In the district court, Patriotic Veterans, a not-for-profit group with the stated purpose of informing voters of the positions taken by political candidates on issues of interest to veterans, moved for a declaratory ruling that Indiana’s Autodialer law is either: (1) preempted by the TCPA, or, alternatively (2) in violation of the First Amendment.  Under the TCPA, federal law exempts automated phone calls “not made for a commercial purpose.”  47 C.F.R. Sec. 64.1200(a)(3)(ii) (2005).   Indiana, however, places greater restrictions on such automated messages, exempting specific calls by employers to employees, or schools to parents, but remaining silent on exempting calls made for a political purpose.  Ind. Code Sec. 24-5-14-5(a).  As a result, Patriotic Veterans could not send out its “100,000 messages in a three hour period” that allowed it to reach constituents when time is of the essence, “such as on the eve of an election.”  Patriotic Veterans, pg. 4.   Patriotic Veterans requested an affirmative injunction issue, arguing that because it was an out-0f-state (Illinois) corporation, Indiana could not regulate interstate activities– a field left only, according to the plaintiff, to Congress.  The district court agreed, holding that despite a savings clause within the TCPA for state statutes regulating intrastate calls, Congress explicitly preempted any attempt to limit interstate calls, and ultimately granted an injunction against the enforcement of the Autodialer law.  Because the district court held the statute was preempted, it did not address the constitutional issues.  Patriotic Veterans, Inc. v.

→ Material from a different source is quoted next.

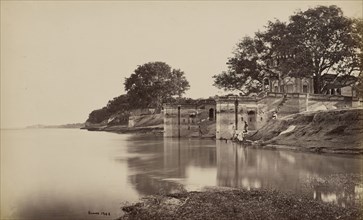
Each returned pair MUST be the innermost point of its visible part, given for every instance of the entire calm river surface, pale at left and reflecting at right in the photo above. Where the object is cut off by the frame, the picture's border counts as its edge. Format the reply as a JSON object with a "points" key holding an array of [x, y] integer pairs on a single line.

Indiana, 821 F. Supp. 2d 1074, 1079 (S.D. Ind. 2011).  The district court denied the State of Indiana’s request to stay the injunction pending appeal; on appeal, however, the Seventh Circuit stayed the injunction.  Patriotic Veterans, pg. 4, n.3.

The Seventh Circuit, in an eloquent analysis of both express and implied preemption, reversed.  Notable moments of the Court’s analysis include: (1) noting the initial presumption that state laws are not preempted without a stated clear and manifest purpose by Congress to the contrary, id. at 7; (2) emphasizing that no matter the oddity of the explicit statutory language, it is not the court’s job to fix the statute, id. at 9; (3) holding that the TCPA does not expressly preempt state statutes regulating interstate calls, id. at 10; (4)  stating that “the fact a state has more stringent regulations than a federal law  does not constitute conflict preemption,” id. at 14; (5) holding that more stringent regulations do not conflict, but support, the federal purpose of the TCPA, id. at 16; (6) engaging in a discussion of the merger of the concepts of “purposes and objectives” category of conflict preemption and field preemption, id. at 17; and (7) an amusing “frolic and detour” into the TCPA’s legislative history, recalling that a court is better served “examining the text, not by psychoanalyzing those who enacted it,” id. at 22.  In reversing, the Seventh Circuit remanded the matter back to the district court for an analysis of the whether the Autodialer Act violates the free speech rights protected by the First Amendment to the United States Constitution.  Id. at 23.

While the case arises in a non-class context, it provides insight on some brewing issues on the TCPA horizon, as well as very practical guidance for litigators on preemption issues.  We will continue to monitor this case as it returns to the Southern District of Indiana and keep our readers apprised.

Have a Happy Thanksgiving and see you in December.